Second filers that join a litigation involving a first filer usually
seek to minimize legal expenditures by relying on the litigation work
done by the first filer. If the first filer fails in some way, for
example by failing to obtain tentative FDA approval within 30 months,
the first filer will lose its eligibility for 180-day exclusivity and
the second filer has a path forward to market its generic drug either
before or at the same time as the first filer. In this scenario, it
would make little sense for the second filer to seek PGR or IPR on
either patent because such proceedings would require the second filer to
spend more than simply relying on the first filer to litigate the
patents. Also, invalidating the patent via PGR or IPR does nothing for
the second filer if the first filer has already secured its 180-day
exclusivity.
The above scenarios suggest that PGR and IPR petitions may be more
likely when there are multiple patents protecting an innovator drug that
has been awarded NCE status. What this in turn suggests for innovators
is that it may no be longer safe to wait to defend against patent
challenges in year four of NCE exclusivity.
The accelerated schedule for PGR and IPR proceedings may leave
participants with little time to fully assess their strategic positions.
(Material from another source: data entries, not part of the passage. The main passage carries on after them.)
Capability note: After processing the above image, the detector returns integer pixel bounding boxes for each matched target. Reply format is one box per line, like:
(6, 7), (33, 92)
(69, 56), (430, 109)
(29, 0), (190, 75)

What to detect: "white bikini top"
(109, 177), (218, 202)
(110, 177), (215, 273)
Therefore, innovator companies may wish to be prepared, as they obtain
patent protection for their drugs to counter early validity challenges,
both at the PTO and in court. To do so, innovator companies should
consider obtaining the advice of outside counsel with expertise in both
patent prosecution and patent litigation earlier than before. Such early
preparation is a small price to pay for protecting a patent estate that
protects an innovator drug company's products.